Lopez et al. (2006) described a male infant, born of unrelated white parents, who presented with neonatal pneumonia and hypotonia. At age 3 months, he developed refractory left-sided seizures with secondary generalization, despite various combinations of antiepileptic drugs. He became progressively floppy and had difficulties feeding because of exhaustion. At age 7 months, severe episodic vomiting prompted duodenal tube feeding, and he rapidly developed widespread edema. Low serum albumin of 4.3 g/liter and massive proteinuria led to the diagnosis of nephrotic syndrome. Serum lactate was markedly elevated. The absence of purposeful gaze and visual evoked-potential responses, together with normal funduscopic findings, suggested cortical blindness. Brain MRI showed changes in the basal ganglia consistent with Leigh syndrome (256000). Muscle biopsy and fibroblasts showed primary coenzyme Q10 deficiency, as well as a defect in activity of mitochondrial complex II+III. Oral therapy with CoQ10 supplementation did not lead to clinical improvement.
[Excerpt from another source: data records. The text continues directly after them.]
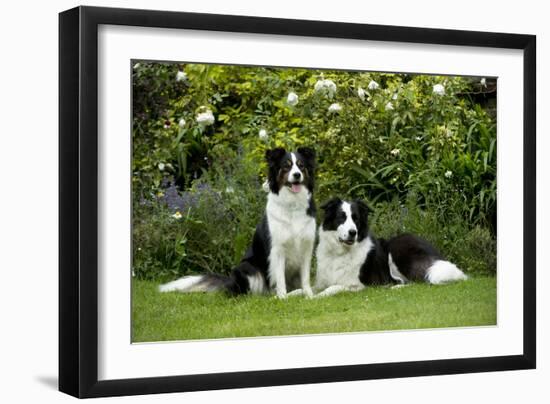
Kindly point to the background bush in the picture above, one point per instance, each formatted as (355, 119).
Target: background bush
(425, 159)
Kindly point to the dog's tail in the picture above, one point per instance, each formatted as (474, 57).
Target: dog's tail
(239, 282)
(442, 271)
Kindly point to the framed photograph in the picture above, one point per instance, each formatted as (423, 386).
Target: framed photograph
(251, 201)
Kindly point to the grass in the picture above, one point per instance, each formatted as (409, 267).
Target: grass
(176, 316)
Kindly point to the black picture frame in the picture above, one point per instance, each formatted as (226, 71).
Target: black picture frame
(78, 201)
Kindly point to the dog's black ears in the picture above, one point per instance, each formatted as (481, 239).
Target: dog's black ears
(331, 204)
(273, 156)
(363, 207)
(308, 153)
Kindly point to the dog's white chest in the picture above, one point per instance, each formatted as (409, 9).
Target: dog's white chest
(292, 231)
(338, 264)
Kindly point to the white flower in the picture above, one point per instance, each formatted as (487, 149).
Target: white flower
(439, 89)
(373, 85)
(292, 99)
(325, 86)
(205, 118)
(181, 76)
(262, 134)
(334, 108)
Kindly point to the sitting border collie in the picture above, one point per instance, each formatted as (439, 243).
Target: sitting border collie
(282, 247)
(349, 257)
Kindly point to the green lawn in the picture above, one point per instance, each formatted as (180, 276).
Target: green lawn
(177, 316)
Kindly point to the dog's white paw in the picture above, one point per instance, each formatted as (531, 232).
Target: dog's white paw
(281, 295)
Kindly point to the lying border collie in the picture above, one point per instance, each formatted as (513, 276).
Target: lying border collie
(349, 257)
(282, 247)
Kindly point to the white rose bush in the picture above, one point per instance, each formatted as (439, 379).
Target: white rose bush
(391, 139)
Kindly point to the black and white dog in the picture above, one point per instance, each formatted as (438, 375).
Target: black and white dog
(279, 258)
(349, 257)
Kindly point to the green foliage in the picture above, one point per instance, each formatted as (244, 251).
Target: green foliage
(218, 218)
(396, 144)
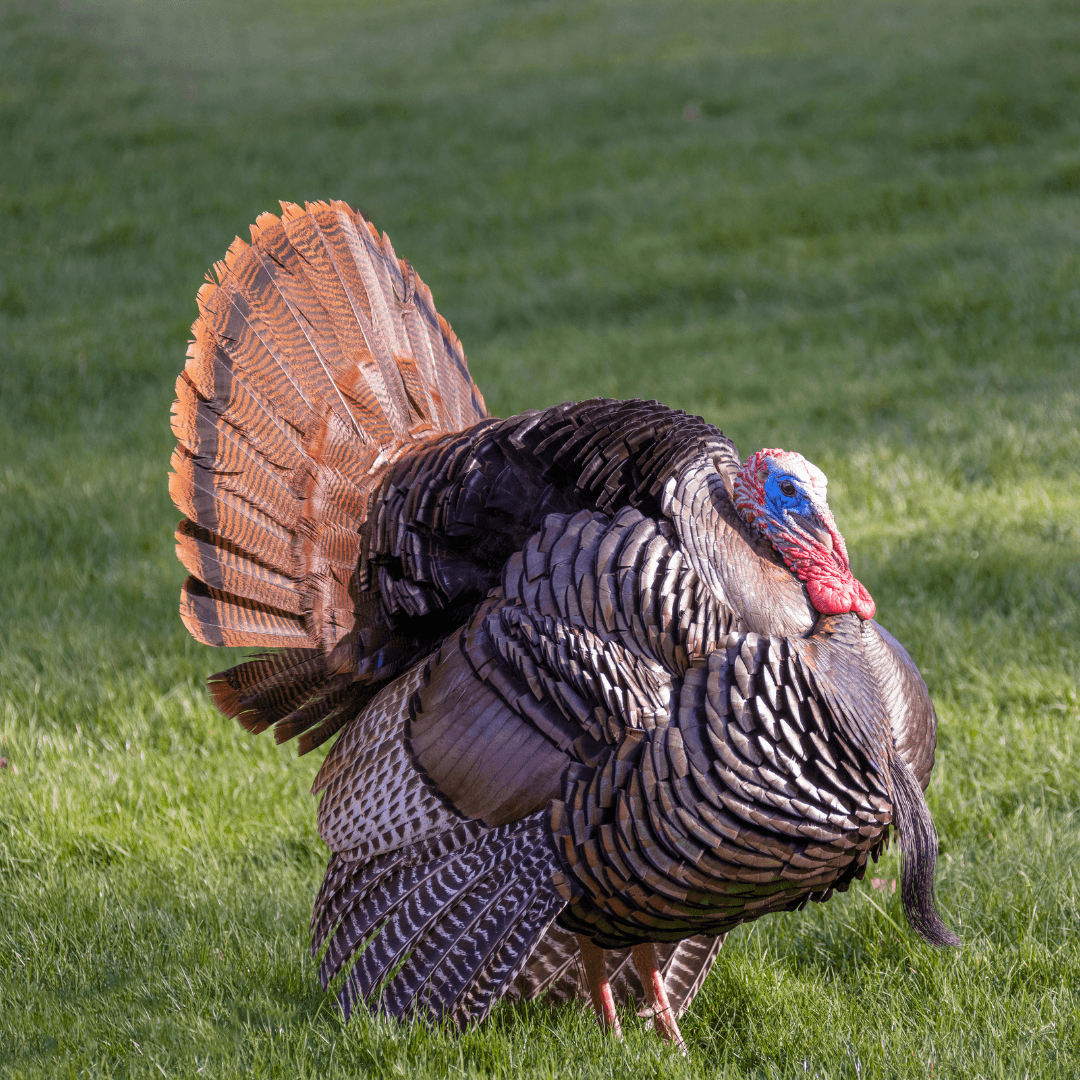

The patient died at age 8 months due to severe status epilepticus.

Molecular Genetics

In an infant with a fatal encephalomyopathic form of CoQ10 deficiency with nephrotic syndrome, Lopez et al. (2006) found compound heterozygous mutations in the PDSS2 gene (610564.0001; 610564.0002), which encodes a subunit of decaprenyl diphosphate synthase, the first enzyme of the CoQ10 biosynthetic pathway. Biochemical assays with radiolabeled substances indicated a severe defect in decaprenyl diphosphate synthase in the patient's fibroblasts. Each unaffected parent was heterozygous for 1 of the mutations.